Welcome To Zelo Street!

This is a blog of liberal stance and independent mind

Wednesday 4 March 2015

Did Press Misuse Steven Nott’s Story?

You may not have heard of Steven Nott. But he has been acknowledged by Nick Davies, no less, as being the man who first drew attention to the potential of misusing the facilities given to phone users by mobile operators. Specifically, he identified the ease with which voicemail messages could be accessed by, well, anyone who knew the default PIN code. But Vodafone, his phone provider, was not interested in doing anything.
What could he do? Ultimately, Nott decided to take the story to the press, and the Mirror was more than happy to listen. The line the paper appeared ready to take was that this had national security implications. He liaised with “special projects editor” Oonagh Blackman, who “caIled me back 10 minutes after I had spoken to her and confirmed that what I had told was correct as she had tried it on a few numbers she had”.

At first the feedback from the Mirror was encouraging: “She said the story was going to be one of the biggest headlines that decade. I kept in touch with Ms. Blackman daily as I was keen to know what was going on”. But then “After 12 days Ms BIackman said they were not interested anymore.

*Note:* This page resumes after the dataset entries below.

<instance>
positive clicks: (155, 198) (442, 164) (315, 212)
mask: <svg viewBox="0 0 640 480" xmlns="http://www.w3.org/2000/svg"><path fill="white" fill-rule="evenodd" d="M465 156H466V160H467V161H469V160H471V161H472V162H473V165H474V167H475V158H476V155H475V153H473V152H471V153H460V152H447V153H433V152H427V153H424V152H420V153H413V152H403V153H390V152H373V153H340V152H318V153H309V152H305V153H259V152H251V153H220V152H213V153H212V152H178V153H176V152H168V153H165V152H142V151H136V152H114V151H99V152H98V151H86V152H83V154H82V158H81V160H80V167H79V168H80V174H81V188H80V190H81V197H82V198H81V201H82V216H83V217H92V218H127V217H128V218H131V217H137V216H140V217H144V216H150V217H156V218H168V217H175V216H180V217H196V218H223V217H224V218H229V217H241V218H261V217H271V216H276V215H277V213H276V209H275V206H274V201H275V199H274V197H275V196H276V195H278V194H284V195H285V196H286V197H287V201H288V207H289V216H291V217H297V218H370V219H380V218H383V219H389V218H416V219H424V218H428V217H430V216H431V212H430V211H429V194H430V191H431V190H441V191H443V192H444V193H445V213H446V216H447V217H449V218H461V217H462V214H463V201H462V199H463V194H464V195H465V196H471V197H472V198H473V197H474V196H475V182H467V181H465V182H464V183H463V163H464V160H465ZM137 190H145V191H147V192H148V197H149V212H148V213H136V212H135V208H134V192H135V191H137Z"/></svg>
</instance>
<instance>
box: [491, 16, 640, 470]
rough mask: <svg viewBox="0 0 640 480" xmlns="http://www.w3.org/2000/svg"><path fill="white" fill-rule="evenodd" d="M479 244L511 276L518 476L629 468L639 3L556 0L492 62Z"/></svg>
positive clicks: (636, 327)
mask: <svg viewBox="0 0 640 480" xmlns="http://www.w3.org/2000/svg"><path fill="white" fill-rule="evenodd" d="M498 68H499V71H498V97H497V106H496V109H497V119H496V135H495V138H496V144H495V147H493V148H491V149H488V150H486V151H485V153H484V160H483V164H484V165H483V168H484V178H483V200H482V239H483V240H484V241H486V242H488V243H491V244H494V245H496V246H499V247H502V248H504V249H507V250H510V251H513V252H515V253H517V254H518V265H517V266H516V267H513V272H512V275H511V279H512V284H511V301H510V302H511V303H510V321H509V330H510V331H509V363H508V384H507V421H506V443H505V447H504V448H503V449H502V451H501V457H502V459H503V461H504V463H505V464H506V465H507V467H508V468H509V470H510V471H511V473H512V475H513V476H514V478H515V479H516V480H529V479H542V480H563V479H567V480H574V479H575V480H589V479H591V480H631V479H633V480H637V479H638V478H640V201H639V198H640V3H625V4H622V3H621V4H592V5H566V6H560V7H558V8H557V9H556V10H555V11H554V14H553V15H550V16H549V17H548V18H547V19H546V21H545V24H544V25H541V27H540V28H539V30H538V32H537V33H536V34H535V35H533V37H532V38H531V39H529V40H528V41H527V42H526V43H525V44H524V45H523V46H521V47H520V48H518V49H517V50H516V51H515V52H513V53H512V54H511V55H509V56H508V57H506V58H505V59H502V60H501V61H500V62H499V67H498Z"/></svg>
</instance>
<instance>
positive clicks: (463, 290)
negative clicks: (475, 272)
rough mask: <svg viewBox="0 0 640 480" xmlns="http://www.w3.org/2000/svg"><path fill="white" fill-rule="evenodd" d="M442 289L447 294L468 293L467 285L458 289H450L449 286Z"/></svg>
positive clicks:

She said that the story probably would not make the paper”. So he took his story to the Sun, where, again, they seemed initially keen.

Journalist Paul Crosbie “was aware of how much an impact such a story would have. He told me that they would probably print the story overnight, or within 48 hours. After this meeting nothing happened and the story was not printed”. Crosbie’s later apologia to Nott is waffle personified. Both papers exhibited the same behaviour: enthusiasm, then silence, and then nothing. But part of what Nott told the Leveson Inquiry gives a clue.

And here it is: “I accused The Daily Mirror of keeping the phone hacking method for their own purposes. Ms Blackman threatened me with court action if I told anyone”. Why would she do that? And why did the paper then send Nott £100? And why, later during the Leveson sessions, did then Daily Mirror editor Piers Morgan dismiss Nott’s evidence, attack his character, insult him, and dismiss Ms Blackman as “just a reporter”?

Both News International and Trinity Mirror titles may have indulged in phone hacking before Steven Nott took them his story about Vodafone security - or lack of it. But it is on record that what is being referred to this week as voicemail interception on anindustrial scale” began in mid-1999. Nott met Oonagh Blackman on August 28 of that year.

As David Allen Green later told, Piers Morgan “was present at an award ceremony in May 2002 when he was teased in public by Sun editor Dominic Mohan. Mohan was reported as saying he thanked ‘Vodafone's lack of security’ for the Mirror's showbusiness exclusives”.

So did the Mirror and Sun welcome Steven Nott with open arms, discover the potential for keeping the Vodafone security failings to themselves, decide to do just that, and then shoo him off, in one case using legal threats? You might wish to ask that. I couldn’t possibly comment.